In our opinion, the legal uncertainty as to questions of this kind increases the risk that a decision of the arbitration committee will be cancelled at a later point and consequently decreases the efficiency of this dispute resolution method. At the same time, it is necessary to take into account the fact that cancellation of these decisions may be sought for almost an unlimited period of time (although only for limited reasons; see above), as a motion for the cancellation of a decision of the arbitration committee can be filed not only within three months from its delivery to the party to the proceedings but also at a later point during enforcement proceedings. Thus, decisions issued by the arbitration committee could be also threatened at a later point by changes in case-law as was the case of arbitration clauses concluded in the past in favour of ad hoc arbitration centres.

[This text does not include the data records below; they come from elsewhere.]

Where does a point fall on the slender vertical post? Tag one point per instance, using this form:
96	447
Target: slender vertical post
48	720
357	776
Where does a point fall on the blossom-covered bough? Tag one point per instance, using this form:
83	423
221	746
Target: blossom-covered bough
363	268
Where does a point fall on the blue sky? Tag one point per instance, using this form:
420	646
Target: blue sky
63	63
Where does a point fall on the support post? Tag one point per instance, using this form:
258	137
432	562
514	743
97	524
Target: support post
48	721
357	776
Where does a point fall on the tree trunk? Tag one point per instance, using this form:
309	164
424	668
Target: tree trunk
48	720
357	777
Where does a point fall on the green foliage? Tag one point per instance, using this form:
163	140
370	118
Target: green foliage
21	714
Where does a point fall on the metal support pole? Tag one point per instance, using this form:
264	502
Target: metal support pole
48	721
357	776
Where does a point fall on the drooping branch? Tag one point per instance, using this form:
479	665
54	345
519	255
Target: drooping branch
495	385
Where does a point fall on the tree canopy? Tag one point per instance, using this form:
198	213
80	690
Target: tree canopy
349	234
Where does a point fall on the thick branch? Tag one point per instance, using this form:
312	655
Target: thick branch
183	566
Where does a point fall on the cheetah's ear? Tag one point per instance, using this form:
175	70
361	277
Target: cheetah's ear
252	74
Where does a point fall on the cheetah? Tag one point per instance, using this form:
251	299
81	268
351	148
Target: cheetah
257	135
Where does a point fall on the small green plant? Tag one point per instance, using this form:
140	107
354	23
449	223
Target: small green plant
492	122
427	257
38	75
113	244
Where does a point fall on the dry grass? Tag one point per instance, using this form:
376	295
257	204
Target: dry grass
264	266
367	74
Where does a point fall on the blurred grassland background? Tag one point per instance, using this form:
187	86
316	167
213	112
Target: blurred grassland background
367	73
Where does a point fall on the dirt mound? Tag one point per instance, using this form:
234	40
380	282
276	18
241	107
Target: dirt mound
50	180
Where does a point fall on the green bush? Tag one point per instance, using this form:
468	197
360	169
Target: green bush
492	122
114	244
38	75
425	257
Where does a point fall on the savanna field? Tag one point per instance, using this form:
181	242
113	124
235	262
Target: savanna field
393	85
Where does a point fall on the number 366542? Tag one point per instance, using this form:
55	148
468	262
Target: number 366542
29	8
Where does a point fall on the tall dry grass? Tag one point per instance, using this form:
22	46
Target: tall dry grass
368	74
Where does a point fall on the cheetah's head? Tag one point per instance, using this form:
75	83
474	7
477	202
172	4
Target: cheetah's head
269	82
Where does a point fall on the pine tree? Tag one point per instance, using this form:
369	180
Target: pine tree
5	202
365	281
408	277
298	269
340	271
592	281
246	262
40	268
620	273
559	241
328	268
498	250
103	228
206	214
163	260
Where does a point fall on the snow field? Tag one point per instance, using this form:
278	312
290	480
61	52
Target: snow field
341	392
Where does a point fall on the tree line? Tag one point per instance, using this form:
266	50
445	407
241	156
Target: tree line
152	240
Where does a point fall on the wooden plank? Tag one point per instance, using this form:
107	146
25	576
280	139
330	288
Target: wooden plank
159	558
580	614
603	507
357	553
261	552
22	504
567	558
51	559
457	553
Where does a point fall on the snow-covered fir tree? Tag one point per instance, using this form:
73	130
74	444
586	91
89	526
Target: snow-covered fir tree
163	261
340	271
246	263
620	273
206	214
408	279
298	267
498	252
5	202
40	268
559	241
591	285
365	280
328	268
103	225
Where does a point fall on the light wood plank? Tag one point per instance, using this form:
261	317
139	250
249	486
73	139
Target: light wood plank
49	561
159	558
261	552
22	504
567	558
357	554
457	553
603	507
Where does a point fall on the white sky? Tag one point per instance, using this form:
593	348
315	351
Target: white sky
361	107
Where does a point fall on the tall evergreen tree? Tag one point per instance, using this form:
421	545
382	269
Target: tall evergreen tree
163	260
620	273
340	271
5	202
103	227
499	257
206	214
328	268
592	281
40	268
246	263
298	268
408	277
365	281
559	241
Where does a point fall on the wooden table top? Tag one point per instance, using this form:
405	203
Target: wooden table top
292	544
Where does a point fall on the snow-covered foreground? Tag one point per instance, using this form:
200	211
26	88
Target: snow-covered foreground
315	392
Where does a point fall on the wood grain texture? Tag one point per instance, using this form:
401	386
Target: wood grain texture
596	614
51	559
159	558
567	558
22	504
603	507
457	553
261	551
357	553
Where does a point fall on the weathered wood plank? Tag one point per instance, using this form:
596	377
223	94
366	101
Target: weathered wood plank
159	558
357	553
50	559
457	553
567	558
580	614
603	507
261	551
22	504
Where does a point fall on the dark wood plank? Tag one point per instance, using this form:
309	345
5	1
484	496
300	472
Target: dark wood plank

As follows from the foregoing, it is without question that the creation of an arbitration committee in associations substantially strengthens the autonomy of associations and provides them with an instrument combining the advantages of independent decision-making in internal disputes with the possibility of enforcing such decisions. However, if associations decide to introduce such a body, they should expect rather high-level requirements for the quality of its management (and decision-making), but also some uncertainty regarding the future application of the relevant legislation. Thus, we are of the opinion that the introduction of such a body should be based on a thorough analysis of the effects of such a change as well as on discretion as to the scope of the conferred powers.